Animal rights activists won’t be satisfied just to make everybody eat vegan food in all of its hexane-extracted soy powder glory. Their ideology holds, in the words of PETA cofounder and President Ingrid Newkirk, “A rat is a pig is a dog is a boy,” so it shouldn’t surprise anybody that PETA sued Sea World claiming that whales are slaves and has waged a decade-plus war on the use of animals in the circus. The latest battle in that campaign is being waged in Los Angeles, where the city council is considering a ban on circus elephants.

While the activists are eager, they face serious trouble on another front — federal court. In an attempt to harass circus operator Feld Entertainment, a herd of activist groups sued the company. Feld won that case in the D.C. United States Court of Appeals, and a lower court’s ruling acknowledged a possible pay-for-play racket involving the corporate empire of the Humane Society of the United States (HSUS). According to a district court ruling, payments from the animal-rights groups to key witness Tom Rider totaled over $190,000 and were his “sole source of income” for part of the time.

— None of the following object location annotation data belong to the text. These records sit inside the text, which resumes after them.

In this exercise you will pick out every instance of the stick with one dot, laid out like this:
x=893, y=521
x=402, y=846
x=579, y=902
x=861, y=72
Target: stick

Feld then sued HSUS and others (including two lawyers now with HSUS, Jonathan Lovvorn and Kimberly Ockene) under the Racketeer Influenced and Corrupt Organizations Act (RICO), to seek redress against this alleged mob-like racket. A federal judge ruled in July that the lawsuit could go forward. Defending itself against the animal rights groups’ allegations cost Feld $20 million—Feld hopes it can recover attorneys’ fees as well as treble damages under RICO.

The animal rights crusade isn’t just aiming to ban us from eating cheese, eggs, and meat; it also wants zoo animals, performing animals, and (yes) even pets to be “liberated.” In the hope of achieving their utopia, animal rights activists sometimes use questionable and even extreme means. But every dog has its day—in court.